第 27 回 : 大型連休 温泉旅行・混浴編―寸止め

「ふぅ……」

 温泉の湯に一人浸かり、思わず口から吐息が零れる。
 食事の後に全員で行った――と言ってもあの三人はいなかったのですが――卓球で汗をかいてしまったので、もう一度温泉にやってきたのですが、こうして夜空を空に眺めがらというのも、また格別なものですね。

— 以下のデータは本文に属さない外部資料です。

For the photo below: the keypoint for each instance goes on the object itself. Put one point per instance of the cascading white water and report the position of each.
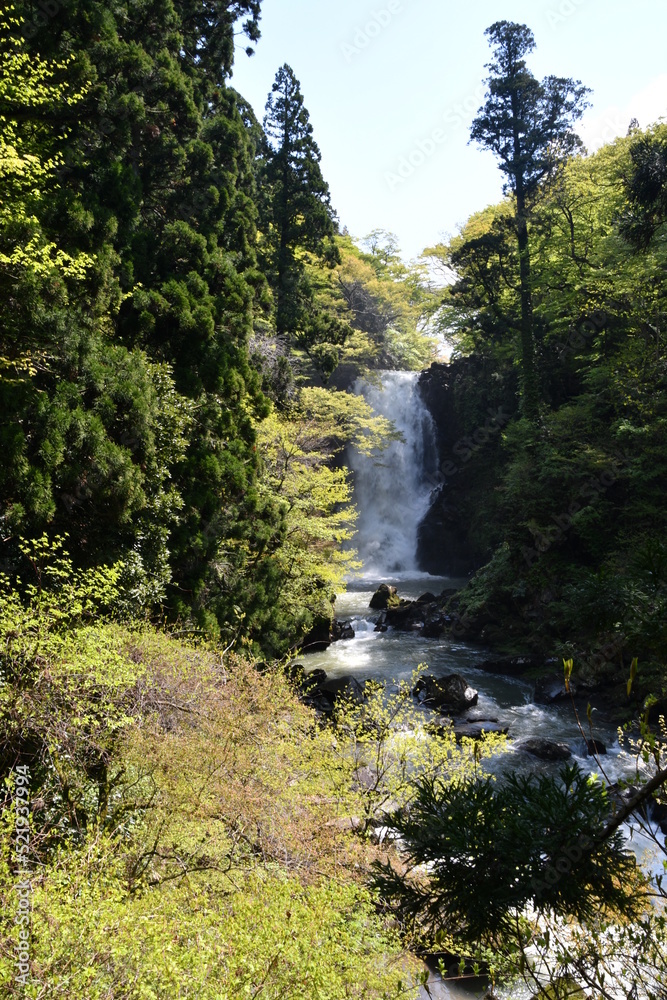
(393, 490)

 ここは空気に淀みが一切なく、澄み渡っているので深山町よりもずっと空に星が多い。
 まるで見上げている私を吸い込んでしまいそうな、夜空に渦を巻く色とりどりの星々。
 夕刻に入ったのとはまた別の場所にあった露天風呂ですが、この素晴らしい眺めと上気した肌を撫でていく風の心地よさは少しも変わりがない。

「それにしても……変われば変わるものですね……」

 身を肩まで湯に沈めながらつぶやく。
 変われば変わる……それはキャスターのこと。先ほどの卓球大会、優勝したのは我々サーヴァントを抑えて宗一郎だったのだが、そのときの彼女の喜びようは、かつての彼女の面影もないものでした。

『宗一郎様……すてきです……』

 などと、頬を赤く染めて瞳を潤ませ夫を見上げる様はまさに恋する娘そのもので、凛などはがっくりと膝を突いて「負けた……」とつぶやいてさえいました。
 あの凛に敗北を自覚させるなどただ事ではない。
 しかし、あれがキャス……いえ、メディアの本来の姿なのでしょう。
 生前の彼女は愛した男に悉く裏切られ、魔女として人々に祭り上げられた悲劇の女性。元々は心清らかなる少女であったと聞いています。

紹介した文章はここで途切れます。